で、試乗の147はJTD、正真正銘のディーゼルターボ、しかも総走行距離3km(!)の、まだヨーロッパの道すら知らないピチピチ娘であります。
早速エンジンに火を入れると、意外と静か。特有のカラカラ音も小さめ。そしてアクセルペダルを軽く蹴飛ばす。
「いやん、ウラシマンさん」
と言ったかどうか知らないが、そんな気持ちと裏腹にまだけがれを知らないエンジンは正直に鋭く吹け上がる。
「その気にさせるぢゃないか」
とクラッチをつなぎ加速。

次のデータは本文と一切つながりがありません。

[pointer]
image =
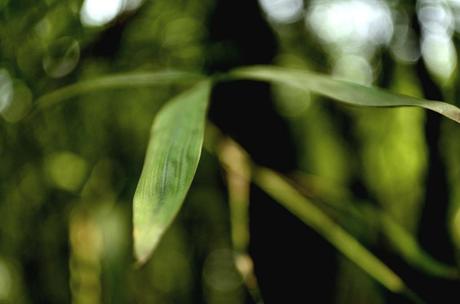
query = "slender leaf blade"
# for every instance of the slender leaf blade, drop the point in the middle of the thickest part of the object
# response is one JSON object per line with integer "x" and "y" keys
{"x": 171, "y": 161}
{"x": 314, "y": 217}
{"x": 346, "y": 92}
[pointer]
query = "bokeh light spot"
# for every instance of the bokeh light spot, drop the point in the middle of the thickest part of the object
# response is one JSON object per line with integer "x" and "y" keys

ピックアップがかなり良い。あのディーゼルターボ特有の、ゴムまりを踏んづけたようにアクセル開けてから少し遅れて加速が立ち上がるという感じではなく、ダイレクト。反応のみならず、実際のパワーもかなりある。振動も少ない(もちろんツインスパークではなくその他ディーゼルと比較してです)。
またアルファ特有の超敏感なステアリングも健在、ビュンと曲がる。最高速もメーター読み200km/h。
ただアイドリング時のトルクは細く、ガソリン車の様にアクセルあおる必要あり。
つまりはガソリン車に極めて近づいたディーゼル、それがアルファ147JTDなのでした。